W kulminacyjnym momencie ok. 7 tysięcy odbiorców w rejonie Poznania nie miało prądu, nie kursowały tramwaje, a podróż samochodem graniczyła z cudem. Obecnie ruch odbywa się bez większych problemów. Mimo to strażacy ciągle otrzymują kolejne zgłoszenia. Głównie chodzi o zalane piwnice i garaże.
Najbardziej dramatyczna akcja dotyczyła zarwanego dachu sali sportowej na osiedlu Pod Lipami. Na szczęście nikomu nic się nie stało, ale straty są bardzo duże.
Zalany został także Szpital Kliniczny, gdzie wysłano żołnierzy WOT o czym poinformował szef MON Mariusz Błaszczak.
- Żołnierze WOT ruszają do Poznania. Terytorialsi będą pomagać w zalanym Szpitalu Klinicznym przy ul. Przybyszewskiego. Żołnierze pomogą w pracach porządkowych oraz przygotują placówkę do ponownego uruchomienia - napisał Błaszczak na Twitterze.

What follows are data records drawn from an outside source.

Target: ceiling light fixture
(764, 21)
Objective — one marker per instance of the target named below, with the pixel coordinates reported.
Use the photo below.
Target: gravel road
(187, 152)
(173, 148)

Wiele na to wskazuje, że wtorkowa ulewa była rekordową w historii Poznania. Stacja meteorologiczna, która znajduje się na terenie Ogrodu Dendrologicznego UPP, pokazała, że spadło 111,96 mm deszczu! Do tej pory rekord zanotowano w lipcu 1997 roku i było to zaledwie 60 mm.